Eleven genes, encoding seven transporters of the m ajor f acilitator s uperfamily (MFS), one xylose transporter, two oligo-peptide transporters and one iron transporter were highly transcribed in straw and repressed in glucose-rich conditions. The MFS superfamily is a large family of transporters which can be divided into a further 17 families of which families 1, 5 and 7 mediate monosaccharide (hexoses, pentoses) and oligosaccharide transport into the cell by coupling it to proton symport or antiport . The first gene listed in Table 2 [JGI:3405] is possibly involved in hexose and disaccharide transport as NCBI BLASTP analysis of the encoded protein [JGI:3405] revealed 75% amino acid sequence identity to a hexose transporter from Glomerella graminicola and 74% identity to a lactose permease from Verticillium dahlia. This transporter may belong to family 1 of MFS transporters which couple sugar uptake to proton symport and which are involved in the uptake of galactose, quinate, lactose, maltose and α-glycosides . NCBI BLASTP analysis of the protein [JGI:50894] encoded by the second gene listed in Table 2 [JGI:50894] revealed 76% sequence identity to a high affinity glucose transporter from Gaeumannomyces graminis and it may belong to family 7 of MFS transporters which couple hexose to proton import and are involved in the uptake of fucose, galactose and glucose . The induction of transporter-encoding genes after 24 h in the presence of straw indicates that the cellulose and hemicellulose fractions of the wheat straw are being degraded, subsequently releasing simple sugars which are taken up by the fungus.

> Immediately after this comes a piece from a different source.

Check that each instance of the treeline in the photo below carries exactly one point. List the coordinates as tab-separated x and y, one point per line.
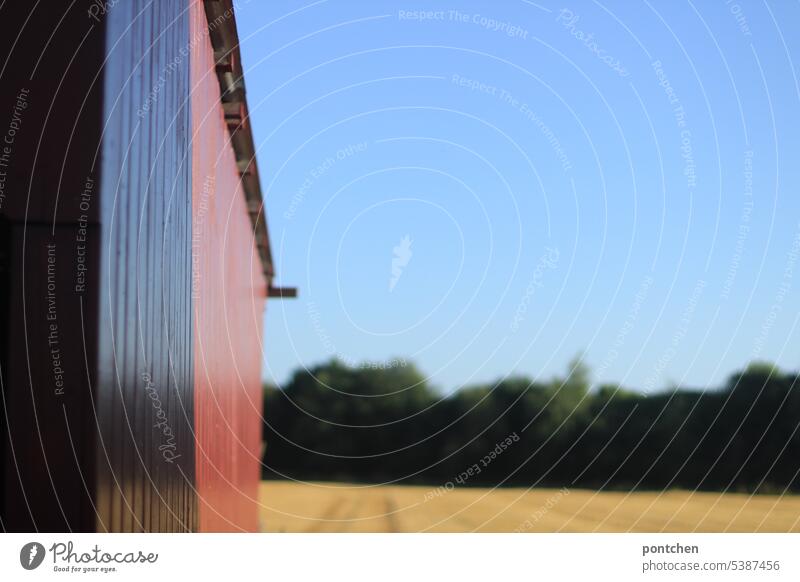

As in A. niger, genes of the xylose utilisation pathway such as xylose reductase XYL1 (Table 2) and xylitol dehydrogenase XDH1 (Table 2) were up-regulated more than 20-fold (Table 2) when switching from glucose to straw. XYL1 also reduces the pentose sugar L-arabinose to L-arabinitol which is then further oxidised to L-xylulose by the L-arabinitol dehydrogenase LAD1 (Table 2) . In addition, LAD1 is also involved in the alternative pathway of D-galactose metabolism whereas aldose-1-epimerase (Table 2) catalyses the first step of the Leloir pathway of D-galactose catabolism . This indicates that after 24 h, T. reesei had internalised hemicellulosic sugars such as xylose, arabinose and galactose which had then entered their respective metabolic pathways.
Regulation of gene expression can also occur at the post-transcriptional level through regulatory RNAs. Natural antisense transcripts (NATs) are non-protein coding, fully processed mRNAs, which can partially overlap the protein-coding transcripts and which have many regulatory roles . NATs have been found in several fungi including A. niger and N. crassa[3, 52]. To calculate the levels within our T. reesei transcriptomes, the number of reads corresponding to the non-coding strand was counted for each gene and AS (antisense) RPKM values were calculated in each condition. Approximately 1.82%, 1.47% and 2.79% of all reads in T. reesei were antisense reads when mycelia were grown in 48 h glucose, 24 h straw and 24 h straw + 5 h glucose respectively. Thus, AS transcription was detected in T. reesei and 630 genes had an AS RPKM > 1 in at least one condition (see Additional file 3). The 630 genes encoded proteins involved in a wide variety of cellular functions. The% of AS transcripts was similar in T. reesei when compared to A. niger.
The ratio of antisense:sense expression under glucose 48 h and straw 24 h conditions was calculated for these 630 genes in order to find genes with AS transcripts which change between the two conditions. Most of these genes have a low AS/S ratio on 24 h straw indicating that sense transcripts dominate over AS reads in this condition.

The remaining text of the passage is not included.